All signs then point towards delay. If a variant of the Cooper-Boles plan is put to the Commons around 27th February, there is a good chance it will be approved, and May then dispatched to Brussels to demand an Article 50 extension. There are of course a whole slew of problems with this. As Gary Younge so eloquently outlines, Britain does need more time, but that time should not be entrusted to Theresa May.
Then there is the issue of how much time to even request. Anything up to three months does not pose major problems for the EU, but anything more does – because of the European Parliament elections (as I explain here).

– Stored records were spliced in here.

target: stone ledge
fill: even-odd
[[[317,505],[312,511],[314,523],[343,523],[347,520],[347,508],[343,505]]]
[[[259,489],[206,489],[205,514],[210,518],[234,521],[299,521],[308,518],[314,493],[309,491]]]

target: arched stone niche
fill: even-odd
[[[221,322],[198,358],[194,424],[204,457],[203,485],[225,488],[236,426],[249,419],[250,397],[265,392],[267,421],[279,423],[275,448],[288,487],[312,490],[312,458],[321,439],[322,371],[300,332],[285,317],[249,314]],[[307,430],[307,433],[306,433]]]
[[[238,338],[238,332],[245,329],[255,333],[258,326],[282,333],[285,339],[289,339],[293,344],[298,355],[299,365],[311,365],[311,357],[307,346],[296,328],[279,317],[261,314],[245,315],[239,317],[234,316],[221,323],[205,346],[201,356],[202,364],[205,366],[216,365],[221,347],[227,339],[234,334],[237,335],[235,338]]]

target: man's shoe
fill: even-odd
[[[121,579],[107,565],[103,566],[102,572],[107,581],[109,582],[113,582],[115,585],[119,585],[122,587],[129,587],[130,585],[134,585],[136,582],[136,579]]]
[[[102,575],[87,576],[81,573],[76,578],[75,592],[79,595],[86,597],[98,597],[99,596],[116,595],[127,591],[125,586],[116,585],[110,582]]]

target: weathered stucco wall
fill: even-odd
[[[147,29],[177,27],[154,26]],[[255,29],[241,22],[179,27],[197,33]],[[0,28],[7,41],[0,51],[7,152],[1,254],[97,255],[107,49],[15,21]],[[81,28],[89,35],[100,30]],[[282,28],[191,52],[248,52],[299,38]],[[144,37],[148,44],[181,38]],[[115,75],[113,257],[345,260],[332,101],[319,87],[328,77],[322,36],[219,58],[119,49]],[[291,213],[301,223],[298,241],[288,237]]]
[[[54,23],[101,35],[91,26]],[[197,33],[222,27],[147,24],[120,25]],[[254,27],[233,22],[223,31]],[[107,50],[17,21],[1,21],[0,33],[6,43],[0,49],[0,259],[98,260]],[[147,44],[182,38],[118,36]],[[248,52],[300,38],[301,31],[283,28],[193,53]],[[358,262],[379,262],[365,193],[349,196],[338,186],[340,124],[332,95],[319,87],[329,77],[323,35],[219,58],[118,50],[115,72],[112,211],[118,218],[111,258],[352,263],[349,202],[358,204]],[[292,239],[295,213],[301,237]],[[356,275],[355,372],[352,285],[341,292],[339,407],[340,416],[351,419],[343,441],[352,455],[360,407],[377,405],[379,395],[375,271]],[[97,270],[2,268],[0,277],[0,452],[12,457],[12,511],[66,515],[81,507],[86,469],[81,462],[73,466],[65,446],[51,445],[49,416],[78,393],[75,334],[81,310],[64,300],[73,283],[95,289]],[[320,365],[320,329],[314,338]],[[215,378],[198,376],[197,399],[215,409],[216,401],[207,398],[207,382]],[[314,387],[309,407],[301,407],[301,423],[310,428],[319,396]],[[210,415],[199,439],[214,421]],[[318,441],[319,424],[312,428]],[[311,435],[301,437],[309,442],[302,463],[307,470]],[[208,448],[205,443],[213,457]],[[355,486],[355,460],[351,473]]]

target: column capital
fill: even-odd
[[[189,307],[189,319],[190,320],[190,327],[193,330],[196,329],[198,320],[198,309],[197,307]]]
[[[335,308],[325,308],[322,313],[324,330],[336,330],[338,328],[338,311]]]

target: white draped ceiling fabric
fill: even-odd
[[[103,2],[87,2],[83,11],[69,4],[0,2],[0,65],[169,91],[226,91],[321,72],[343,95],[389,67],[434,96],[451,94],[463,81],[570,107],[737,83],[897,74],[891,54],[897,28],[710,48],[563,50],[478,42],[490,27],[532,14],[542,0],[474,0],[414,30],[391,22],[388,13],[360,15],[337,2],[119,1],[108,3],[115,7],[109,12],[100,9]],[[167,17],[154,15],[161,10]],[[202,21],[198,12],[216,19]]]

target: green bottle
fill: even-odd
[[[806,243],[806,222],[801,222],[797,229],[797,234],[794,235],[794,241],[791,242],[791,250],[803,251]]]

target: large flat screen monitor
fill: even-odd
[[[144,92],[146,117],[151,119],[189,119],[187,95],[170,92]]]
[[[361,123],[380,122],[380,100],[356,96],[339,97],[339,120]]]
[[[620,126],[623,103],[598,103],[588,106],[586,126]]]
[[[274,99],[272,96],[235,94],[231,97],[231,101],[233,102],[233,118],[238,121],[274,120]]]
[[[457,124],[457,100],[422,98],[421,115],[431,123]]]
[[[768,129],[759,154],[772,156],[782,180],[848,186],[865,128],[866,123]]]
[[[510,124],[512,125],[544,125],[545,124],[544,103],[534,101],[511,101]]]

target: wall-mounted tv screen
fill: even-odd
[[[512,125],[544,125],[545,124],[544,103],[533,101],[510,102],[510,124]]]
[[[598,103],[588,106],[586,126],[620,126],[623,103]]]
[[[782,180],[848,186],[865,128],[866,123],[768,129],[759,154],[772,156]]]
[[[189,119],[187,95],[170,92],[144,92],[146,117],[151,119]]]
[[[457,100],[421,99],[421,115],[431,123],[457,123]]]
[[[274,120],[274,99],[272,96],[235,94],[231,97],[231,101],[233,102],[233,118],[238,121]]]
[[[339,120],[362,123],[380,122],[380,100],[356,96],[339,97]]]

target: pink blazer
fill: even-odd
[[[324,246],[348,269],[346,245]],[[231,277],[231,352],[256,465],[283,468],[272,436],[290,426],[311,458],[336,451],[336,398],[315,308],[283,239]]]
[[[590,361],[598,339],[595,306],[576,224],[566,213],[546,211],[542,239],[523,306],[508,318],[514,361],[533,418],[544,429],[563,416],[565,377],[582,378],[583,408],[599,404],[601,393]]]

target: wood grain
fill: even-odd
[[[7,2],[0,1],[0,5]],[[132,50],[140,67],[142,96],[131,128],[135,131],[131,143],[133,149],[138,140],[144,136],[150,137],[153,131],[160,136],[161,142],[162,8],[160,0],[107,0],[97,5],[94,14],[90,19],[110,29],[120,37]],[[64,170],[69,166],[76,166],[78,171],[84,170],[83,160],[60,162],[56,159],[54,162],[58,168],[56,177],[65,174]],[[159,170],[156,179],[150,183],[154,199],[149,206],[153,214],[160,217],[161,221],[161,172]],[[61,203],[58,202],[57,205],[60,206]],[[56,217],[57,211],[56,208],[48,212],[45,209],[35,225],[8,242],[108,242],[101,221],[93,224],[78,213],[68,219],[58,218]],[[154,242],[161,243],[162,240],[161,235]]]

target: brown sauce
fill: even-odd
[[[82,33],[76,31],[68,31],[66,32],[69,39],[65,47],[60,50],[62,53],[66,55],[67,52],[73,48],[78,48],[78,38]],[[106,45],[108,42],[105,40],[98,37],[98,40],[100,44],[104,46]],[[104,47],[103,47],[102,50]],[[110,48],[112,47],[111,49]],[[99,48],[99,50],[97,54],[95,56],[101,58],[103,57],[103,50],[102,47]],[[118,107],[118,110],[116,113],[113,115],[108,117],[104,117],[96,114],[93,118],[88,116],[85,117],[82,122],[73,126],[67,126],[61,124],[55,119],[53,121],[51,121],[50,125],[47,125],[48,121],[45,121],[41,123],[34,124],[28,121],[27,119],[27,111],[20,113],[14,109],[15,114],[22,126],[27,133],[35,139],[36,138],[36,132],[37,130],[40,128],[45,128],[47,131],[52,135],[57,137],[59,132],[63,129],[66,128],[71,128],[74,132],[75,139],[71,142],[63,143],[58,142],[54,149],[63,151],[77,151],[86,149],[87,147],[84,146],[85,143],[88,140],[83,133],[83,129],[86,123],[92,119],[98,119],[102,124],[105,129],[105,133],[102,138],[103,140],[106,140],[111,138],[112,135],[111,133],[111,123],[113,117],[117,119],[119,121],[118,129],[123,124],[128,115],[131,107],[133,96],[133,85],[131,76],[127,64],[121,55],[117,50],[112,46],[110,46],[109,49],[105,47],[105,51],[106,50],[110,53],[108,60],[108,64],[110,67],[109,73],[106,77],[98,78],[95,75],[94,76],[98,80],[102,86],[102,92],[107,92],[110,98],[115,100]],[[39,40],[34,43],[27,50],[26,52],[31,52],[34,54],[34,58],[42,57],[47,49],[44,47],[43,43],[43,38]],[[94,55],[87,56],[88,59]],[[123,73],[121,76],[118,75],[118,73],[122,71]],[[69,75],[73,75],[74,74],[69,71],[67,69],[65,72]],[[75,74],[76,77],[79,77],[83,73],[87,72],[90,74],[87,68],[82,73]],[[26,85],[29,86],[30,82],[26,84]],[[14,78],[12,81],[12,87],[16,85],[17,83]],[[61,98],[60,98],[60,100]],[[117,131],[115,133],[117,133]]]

Granting an extension requires the unanimous approval of the rest of the EU’s Member States – 27 countries. If you were in the shoes of Merkel or Macron or Rutte would you really be ready to grant such an extension without any concrete idea from the UK side to find a way out of its impasse? And grant that time to Theresa May, a politician who has been dragging the whole negotiation out? I doubt it. There would be criteria or the demand for a clear timeline for approval of the Withdrawal Agreement. With that as the price for an Extension, a People’s Vote might well then come swiftly back into view.
After the Wightman et al. case, we know that the UK can unilaterally revoke its Article 50 notification, but that is a major step that MPs are only going to take if all hell breaks out – runs on supermarkets for example in the final weeks before a possible No Deal Brexit. Yes, Britain putting a stop to the whole thing sounds nice, but – again – it is MPs that have to act, and even the Remain-leaning ones are so paranoid about respecting the vote of the 2016 referendum that they’re reluctant to make any bold moves.
So, in short, get the UK to a position where Brexit is delayed first is the least undesirable option. And after that other options open up. This is the game to watch for the next fortnight.